Pourquoi le blob s'appelle-t-il « blob » ?
Le surnom « blob » du Physarum polycephalum vient directement du film d'horreur américain de 1958, The Blob, où une créature gélatineuse rose-rouge venue de l'espace dévorait les habitants d'une petite ville. Le terme circulait déjà en français avant 2019, avant de devenir l'appellation grand public.

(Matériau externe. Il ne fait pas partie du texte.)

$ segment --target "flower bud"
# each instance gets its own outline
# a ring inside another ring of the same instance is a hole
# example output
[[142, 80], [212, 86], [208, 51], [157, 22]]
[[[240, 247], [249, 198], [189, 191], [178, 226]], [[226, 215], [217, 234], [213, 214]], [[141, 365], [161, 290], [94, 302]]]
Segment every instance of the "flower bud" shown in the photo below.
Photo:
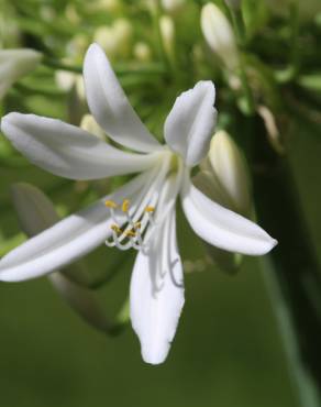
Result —
[[77, 74], [68, 70], [56, 70], [55, 80], [59, 89], [69, 91], [76, 82]]
[[239, 64], [235, 35], [229, 20], [215, 4], [203, 6], [201, 30], [212, 52], [229, 69], [235, 69]]
[[126, 19], [118, 19], [110, 26], [99, 26], [93, 34], [93, 41], [112, 58], [129, 53], [131, 36], [131, 23]]
[[146, 63], [152, 58], [152, 52], [148, 44], [137, 42], [134, 46], [134, 56], [137, 61]]
[[[245, 160], [237, 145], [225, 131], [217, 132], [208, 157], [193, 178], [197, 187], [213, 201], [251, 218], [252, 199]], [[234, 274], [242, 261], [240, 254], [206, 244], [210, 258], [224, 272]]]
[[[12, 187], [12, 200], [19, 216], [21, 228], [33, 237], [55, 224], [59, 217], [51, 200], [36, 187], [29, 184], [14, 184]], [[68, 272], [73, 270], [73, 276], [86, 276], [86, 270], [77, 267], [77, 264], [66, 267], [64, 273], [55, 272], [48, 279], [63, 299], [89, 324], [99, 330], [109, 329], [106, 319], [93, 293], [69, 279]]]
[[[221, 130], [213, 135], [207, 162], [202, 167], [215, 185], [220, 204], [245, 217], [251, 217], [251, 183], [246, 162], [225, 131]], [[215, 197], [214, 200], [217, 200]]]
[[80, 122], [80, 128], [96, 135], [98, 139], [106, 141], [104, 131], [97, 123], [91, 114], [85, 114]]
[[169, 13], [175, 13], [186, 3], [186, 0], [162, 0], [162, 7]]
[[0, 99], [18, 79], [35, 69], [41, 58], [33, 50], [0, 50]]
[[175, 59], [175, 25], [173, 19], [168, 15], [160, 16], [159, 29], [164, 51], [168, 59], [173, 63]]

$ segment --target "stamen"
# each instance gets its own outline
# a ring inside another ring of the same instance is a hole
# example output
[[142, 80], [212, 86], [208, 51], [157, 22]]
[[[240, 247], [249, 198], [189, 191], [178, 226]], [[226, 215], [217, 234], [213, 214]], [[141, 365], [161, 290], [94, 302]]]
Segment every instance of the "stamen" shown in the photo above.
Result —
[[128, 238], [136, 238], [137, 233], [134, 230], [126, 230], [125, 235]]
[[117, 232], [118, 234], [121, 234], [123, 232], [118, 224], [112, 224], [110, 229]]
[[[143, 213], [141, 212], [141, 219], [139, 220], [135, 215], [130, 215], [130, 200], [124, 199], [121, 205], [118, 205], [113, 200], [106, 200], [104, 202], [106, 207], [109, 208], [111, 219], [113, 220], [113, 224], [110, 227], [112, 230], [112, 237], [109, 240], [106, 240], [106, 245], [109, 248], [117, 246], [120, 250], [128, 250], [128, 249], [135, 249], [141, 250], [144, 253], [147, 253], [148, 245], [146, 244], [147, 241], [151, 238], [151, 230], [153, 230], [156, 226], [156, 222], [153, 219], [153, 213], [155, 211], [155, 207], [153, 206], [146, 206], [143, 210]], [[121, 210], [125, 217], [126, 217], [126, 226], [123, 226], [121, 228], [119, 224], [123, 222], [119, 222], [117, 219], [117, 209]], [[144, 218], [144, 213], [147, 217]], [[135, 218], [137, 220], [135, 220]], [[147, 226], [147, 223], [151, 223], [151, 228], [148, 230], [148, 237], [143, 240], [142, 233], [144, 233], [144, 230]], [[125, 240], [125, 243], [123, 241]]]
[[123, 200], [123, 204], [122, 204], [122, 211], [123, 212], [128, 212], [130, 209], [130, 200], [129, 199], [124, 199]]

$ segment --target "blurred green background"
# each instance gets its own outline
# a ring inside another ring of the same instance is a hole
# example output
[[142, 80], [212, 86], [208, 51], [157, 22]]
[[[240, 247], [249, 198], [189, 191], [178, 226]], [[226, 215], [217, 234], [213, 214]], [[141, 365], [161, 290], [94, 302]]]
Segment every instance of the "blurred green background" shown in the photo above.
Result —
[[[310, 19], [313, 10], [318, 8], [318, 1], [311, 1], [302, 10], [302, 16]], [[262, 3], [262, 1], [258, 2]], [[10, 3], [0, 0], [0, 11], [5, 4], [11, 12]], [[46, 2], [35, 1], [35, 3]], [[48, 1], [48, 3], [55, 4], [58, 10], [59, 4], [64, 2]], [[80, 0], [74, 3], [76, 10], [81, 6]], [[133, 1], [128, 3], [133, 8]], [[281, 12], [286, 12], [288, 2], [277, 3], [281, 6]], [[58, 25], [48, 24], [45, 18], [44, 21], [38, 22], [38, 25], [32, 24], [34, 15], [32, 9], [25, 6], [27, 1], [15, 0], [12, 4], [20, 10], [19, 28], [26, 33], [22, 43], [31, 46], [45, 28], [47, 30], [45, 44], [55, 51], [58, 50], [58, 56], [63, 57], [66, 51], [65, 42], [69, 38], [69, 26], [66, 25], [66, 21], [63, 20], [65, 25], [62, 23], [63, 29], [58, 36], [56, 33]], [[275, 2], [270, 1], [269, 4], [272, 8], [275, 7]], [[112, 18], [109, 16], [110, 20]], [[0, 23], [2, 21], [0, 20]], [[99, 23], [102, 24], [102, 22], [103, 15], [100, 15]], [[193, 23], [192, 19], [191, 23]], [[71, 25], [74, 35], [78, 30], [78, 22], [73, 21]], [[0, 29], [3, 28], [0, 26]], [[15, 37], [15, 30], [14, 26], [13, 45], [10, 42], [5, 44], [8, 38], [3, 41], [4, 45], [18, 46], [21, 38], [19, 35]], [[90, 26], [87, 26], [87, 30], [89, 32]], [[144, 30], [139, 28], [137, 31]], [[196, 35], [197, 41], [201, 37], [199, 31]], [[286, 30], [280, 30], [281, 33], [284, 31]], [[146, 32], [148, 34], [148, 30]], [[270, 34], [268, 30], [267, 34]], [[184, 44], [186, 50], [189, 50], [188, 41], [192, 35], [191, 32]], [[287, 35], [285, 32], [286, 40], [283, 41], [288, 41]], [[89, 37], [87, 40], [92, 41]], [[75, 61], [79, 65], [81, 58], [74, 58], [71, 62], [75, 63]], [[185, 62], [184, 58], [181, 61]], [[26, 80], [22, 84], [38, 85], [36, 75], [43, 75], [46, 77], [46, 81], [43, 81], [45, 90], [52, 91], [53, 72], [49, 70], [48, 74], [46, 69], [47, 67], [41, 67], [31, 81]], [[210, 69], [212, 69], [211, 66], [207, 66], [206, 73]], [[201, 72], [197, 75], [203, 74]], [[220, 75], [219, 78], [221, 80]], [[156, 129], [163, 125], [162, 116], [167, 112], [174, 95], [182, 86], [173, 80], [173, 89], [168, 90], [164, 88], [162, 80], [153, 86], [148, 84], [142, 86], [144, 88], [142, 94], [146, 92], [142, 96], [142, 100], [147, 103], [150, 88], [151, 94], [154, 91], [154, 96], [157, 95], [157, 97], [164, 91], [159, 100], [163, 98], [165, 101], [160, 100], [163, 103], [159, 105], [160, 113], [155, 119], [157, 125], [154, 123]], [[189, 82], [193, 78], [188, 77], [184, 80]], [[131, 86], [129, 86], [132, 90], [130, 97], [133, 101], [136, 89], [132, 89]], [[186, 84], [184, 84], [185, 87]], [[29, 92], [29, 96], [22, 97], [19, 94], [21, 90], [25, 91], [23, 87], [11, 91], [5, 105], [2, 106], [3, 111], [32, 111], [74, 121], [75, 118], [71, 118], [68, 111], [74, 101], [70, 95], [57, 92], [56, 96], [48, 98], [46, 95], [34, 96]], [[318, 98], [320, 98], [320, 89]], [[224, 100], [224, 95], [222, 99]], [[231, 105], [234, 103], [232, 99], [229, 99]], [[79, 110], [82, 114], [81, 109]], [[229, 109], [228, 111], [230, 113]], [[233, 113], [232, 109], [231, 111]], [[298, 121], [287, 138], [288, 156], [313, 244], [321, 262], [321, 130], [317, 127], [306, 128], [306, 124], [300, 124]], [[0, 147], [4, 148], [5, 153], [8, 145], [3, 142]], [[2, 154], [3, 151], [0, 151], [1, 160], [5, 156]], [[13, 158], [15, 160], [16, 156]], [[19, 224], [10, 204], [12, 183], [26, 182], [43, 188], [49, 193], [62, 213], [78, 209], [86, 204], [86, 199], [81, 202], [77, 201], [77, 196], [73, 195], [71, 183], [47, 175], [25, 164], [24, 161], [18, 161], [18, 165], [11, 165], [1, 160], [0, 256], [7, 252], [8, 245], [13, 246], [23, 239], [21, 234], [16, 237]], [[90, 196], [89, 200], [91, 198]], [[10, 240], [12, 238], [13, 241]], [[193, 261], [201, 256], [201, 252], [197, 249], [198, 239], [182, 223], [178, 228], [178, 239], [182, 258]], [[112, 250], [100, 248], [90, 254], [87, 264], [90, 264], [92, 273], [96, 273], [112, 255]], [[114, 315], [128, 294], [131, 266], [128, 264], [100, 293], [100, 299], [110, 316]], [[150, 366], [142, 362], [139, 341], [130, 327], [117, 338], [96, 332], [62, 301], [46, 278], [20, 284], [0, 284], [0, 407], [298, 407], [300, 405], [297, 389], [291, 382], [291, 371], [287, 365], [288, 349], [285, 348], [279, 334], [261, 260], [246, 258], [240, 272], [233, 276], [223, 274], [214, 266], [203, 272], [186, 274], [186, 306], [168, 360], [159, 366]]]
[[[320, 248], [321, 133], [297, 130], [290, 157]], [[41, 175], [29, 172], [1, 178], [3, 200], [11, 182]], [[195, 242], [187, 238], [179, 233], [182, 255], [190, 258]], [[92, 267], [112, 253], [103, 248], [99, 254], [91, 256]], [[129, 278], [130, 267], [101, 293], [110, 314]], [[45, 278], [1, 284], [0, 292], [1, 406], [299, 406], [257, 260], [247, 258], [236, 276], [214, 267], [186, 275], [186, 307], [160, 366], [142, 362], [131, 329], [107, 338], [86, 326]]]

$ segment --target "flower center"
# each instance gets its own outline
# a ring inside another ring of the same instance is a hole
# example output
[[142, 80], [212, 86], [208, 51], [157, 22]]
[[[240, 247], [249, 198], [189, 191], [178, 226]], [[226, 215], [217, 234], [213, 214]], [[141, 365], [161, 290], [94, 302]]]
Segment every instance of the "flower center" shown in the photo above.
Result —
[[[106, 200], [106, 207], [110, 211], [113, 224], [111, 226], [112, 237], [110, 240], [106, 240], [106, 245], [109, 248], [118, 248], [120, 250], [136, 249], [146, 252], [148, 250], [148, 239], [143, 239], [144, 230], [148, 228], [150, 237], [151, 231], [155, 228], [156, 223], [153, 218], [155, 208], [146, 206], [143, 213], [139, 219], [130, 215], [130, 200], [124, 199], [122, 204], [117, 204], [113, 200]], [[119, 220], [119, 215], [125, 216], [125, 222]], [[121, 224], [123, 227], [121, 228]]]

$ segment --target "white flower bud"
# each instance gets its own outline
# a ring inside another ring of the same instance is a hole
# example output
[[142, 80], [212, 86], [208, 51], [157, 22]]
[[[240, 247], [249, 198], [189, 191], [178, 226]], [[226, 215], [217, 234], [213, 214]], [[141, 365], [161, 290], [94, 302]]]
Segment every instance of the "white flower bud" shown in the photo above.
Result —
[[19, 78], [35, 69], [41, 58], [33, 50], [0, 50], [0, 99]]
[[106, 141], [106, 133], [97, 123], [91, 114], [85, 114], [80, 122], [80, 128], [96, 135], [98, 139]]
[[152, 58], [152, 52], [148, 44], [137, 42], [134, 46], [134, 56], [140, 62], [148, 62]]
[[207, 170], [211, 174], [229, 209], [250, 217], [252, 199], [245, 158], [233, 139], [223, 130], [211, 140]]
[[93, 41], [97, 42], [109, 57], [124, 56], [130, 51], [132, 25], [126, 19], [118, 19], [110, 26], [99, 26]]
[[[225, 131], [217, 132], [200, 173], [193, 177], [196, 186], [209, 198], [240, 215], [252, 217], [252, 199], [245, 158]], [[242, 261], [240, 254], [206, 244], [210, 258], [224, 272], [235, 273]]]
[[59, 89], [69, 91], [76, 82], [77, 74], [68, 70], [56, 70], [55, 80]]
[[169, 13], [175, 13], [178, 11], [184, 4], [186, 0], [162, 0], [162, 7]]
[[235, 35], [229, 20], [215, 4], [203, 6], [201, 30], [212, 52], [229, 69], [235, 69], [239, 64]]
[[241, 0], [225, 0], [225, 1], [233, 9], [239, 9], [241, 6]]
[[[32, 185], [13, 185], [12, 200], [19, 216], [21, 228], [29, 237], [42, 232], [59, 220], [51, 200]], [[109, 329], [109, 321], [106, 319], [93, 293], [67, 277], [68, 271], [71, 270], [70, 267], [75, 268], [76, 264], [66, 268], [64, 274], [59, 272], [52, 273], [48, 279], [62, 298], [86, 322], [99, 330]], [[81, 276], [84, 272], [85, 270], [79, 267], [73, 271], [73, 274], [77, 273], [78, 276]]]

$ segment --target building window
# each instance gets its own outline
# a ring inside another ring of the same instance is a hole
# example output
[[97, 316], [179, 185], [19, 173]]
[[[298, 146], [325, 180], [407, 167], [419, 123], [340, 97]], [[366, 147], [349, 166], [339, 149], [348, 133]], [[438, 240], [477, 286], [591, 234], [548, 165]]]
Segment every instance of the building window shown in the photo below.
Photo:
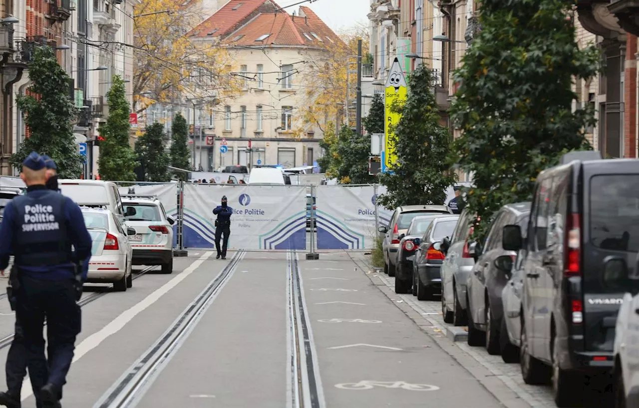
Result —
[[261, 64], [258, 64], [258, 87], [264, 87], [264, 66]]
[[242, 137], [246, 136], [246, 106], [240, 106], [242, 111], [242, 122], [240, 124], [240, 133]]
[[245, 66], [245, 65], [240, 65], [240, 78], [241, 78], [242, 79], [242, 80], [243, 81], [242, 82], [242, 84], [243, 84], [243, 85], [242, 86], [244, 87], [245, 89], [246, 89], [247, 88], [249, 87], [249, 78], [247, 77], [247, 73], [246, 73], [247, 71], [249, 71], [249, 69], [248, 69], [248, 67], [247, 67], [247, 66]]
[[224, 106], [224, 130], [231, 130], [231, 106]]
[[282, 106], [282, 130], [293, 128], [293, 106]]
[[261, 105], [258, 105], [256, 108], [257, 122], [255, 130], [258, 132], [262, 131], [262, 106]]
[[293, 88], [293, 66], [282, 66], [282, 88], [290, 89]]

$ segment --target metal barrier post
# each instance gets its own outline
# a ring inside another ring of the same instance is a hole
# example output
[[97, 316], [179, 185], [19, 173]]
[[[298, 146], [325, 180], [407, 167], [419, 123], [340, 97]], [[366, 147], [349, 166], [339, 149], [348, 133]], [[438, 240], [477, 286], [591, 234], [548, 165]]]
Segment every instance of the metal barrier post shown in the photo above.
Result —
[[173, 256], [188, 256], [184, 249], [184, 182], [180, 181], [178, 187], [178, 249], [173, 251]]
[[[315, 205], [313, 205], [313, 199], [315, 197], [315, 186], [311, 186], [311, 252], [306, 254], [307, 259], [319, 259], [320, 254], [315, 252]], [[316, 205], [317, 202], [316, 201]]]

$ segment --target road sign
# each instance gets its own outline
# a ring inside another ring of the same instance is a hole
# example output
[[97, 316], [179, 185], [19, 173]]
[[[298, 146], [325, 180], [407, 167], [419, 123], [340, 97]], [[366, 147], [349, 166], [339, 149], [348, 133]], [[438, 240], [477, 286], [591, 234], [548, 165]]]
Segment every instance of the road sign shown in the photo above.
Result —
[[386, 120], [384, 120], [384, 151], [385, 157], [382, 163], [382, 171], [387, 171], [387, 168], [397, 161], [396, 153], [397, 136], [393, 129], [399, 122], [401, 114], [391, 110], [391, 106], [396, 102], [401, 103], [406, 100], [408, 89], [404, 72], [399, 66], [399, 60], [395, 58], [393, 64], [389, 72], [389, 77], [386, 80], [384, 92], [384, 110]]
[[79, 143], [78, 148], [80, 151], [80, 154], [84, 157], [83, 163], [86, 164], [86, 143]]

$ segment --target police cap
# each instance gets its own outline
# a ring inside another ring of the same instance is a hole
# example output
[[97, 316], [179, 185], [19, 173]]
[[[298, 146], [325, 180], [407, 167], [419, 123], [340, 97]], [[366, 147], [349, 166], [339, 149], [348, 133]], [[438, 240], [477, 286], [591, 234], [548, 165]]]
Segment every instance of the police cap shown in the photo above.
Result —
[[31, 152], [22, 162], [22, 166], [32, 170], [42, 170], [45, 168], [44, 160], [42, 156], [35, 152]]
[[53, 159], [45, 154], [43, 154], [42, 159], [44, 160], [44, 164], [47, 168], [52, 170], [58, 170], [58, 166], [56, 166], [56, 162], [53, 161]]

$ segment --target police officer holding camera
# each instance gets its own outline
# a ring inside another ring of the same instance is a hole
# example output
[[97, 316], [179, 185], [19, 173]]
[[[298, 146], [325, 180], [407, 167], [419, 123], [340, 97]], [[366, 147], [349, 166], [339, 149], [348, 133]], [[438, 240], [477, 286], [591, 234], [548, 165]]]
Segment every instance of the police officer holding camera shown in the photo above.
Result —
[[[14, 285], [11, 297], [17, 329], [22, 328], [34, 394], [39, 406], [57, 407], [61, 406], [62, 386], [81, 330], [76, 301], [82, 295], [82, 282], [86, 277], [86, 268], [81, 265], [85, 265], [91, 256], [91, 239], [78, 205], [46, 186], [46, 167], [45, 160], [35, 152], [22, 163], [20, 175], [27, 185], [27, 193], [14, 198], [4, 208], [0, 225], [0, 272], [4, 274], [13, 254], [12, 273], [17, 274], [13, 282], [17, 287]], [[48, 363], [42, 334], [45, 318]], [[8, 372], [12, 365], [8, 361], [7, 365]], [[20, 390], [13, 377], [10, 383], [8, 375], [9, 390], [2, 394], [7, 398], [0, 403], [19, 408]]]
[[[213, 210], [213, 214], [217, 215], [215, 220], [215, 249], [217, 249], [216, 259], [226, 259], [226, 247], [229, 245], [229, 235], [231, 234], [231, 215], [233, 209], [227, 205], [226, 196], [222, 196], [222, 205], [218, 205]], [[224, 235], [224, 240], [220, 251], [220, 239]]]

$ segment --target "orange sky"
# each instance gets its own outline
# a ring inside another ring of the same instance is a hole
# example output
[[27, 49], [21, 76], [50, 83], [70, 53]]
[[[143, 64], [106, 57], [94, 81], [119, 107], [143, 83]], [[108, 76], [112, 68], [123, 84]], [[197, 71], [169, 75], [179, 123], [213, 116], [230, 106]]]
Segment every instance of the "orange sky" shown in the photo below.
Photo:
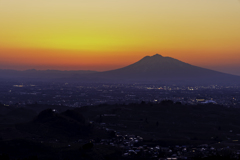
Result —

Le film The Blob (1958) en 30 secondes
L'histoire
Une météorite s'écrase près de Phoenixville, en Pennsylvanie. À l'intérieur : une gelée extraterrestre, d'abord petite, qui se met à absorber tout ce qu'elle touche — chiens, humains, projectionnistes de cinéma. La créature grossit en mangeant. Steve McQueen, alors jeune acteur, sauve la ville en découvrant que le froid l'immobilise.
L'impact culturel
- Budget : très modeste pour l'époque — une production indépendante, loin des standards des studios
- Recettes : plusieurs millions de dollars — un carton pour l'époque
- Remake : 1988 (effets spéciaux modernisés)
- Influence : un archétype de la créature gélatineuse repris dans quantité de films et de séries
« Beware of the Blob! » — chanson du générique du film de 1958
Le vrai blob : Physarum polycephalum
Le vrai blob est un organisme unicellulaire géant du supergroupe des Amoebozoa, qui vit dans les forêts humides du monde entier. Sa lignée est très ancienne — les Amoebozoa remontent à plus d'un milliard d'années selon les horloges moléculaires — même si l'âge de l'espèce elle-même reste indéterminable : les myxomycètes ne fossilisent quasiment pas. Il a été décrit scientifiquement pour la première fois par Lewis David von Schweinitz en 1822 — bien avant le film, donc.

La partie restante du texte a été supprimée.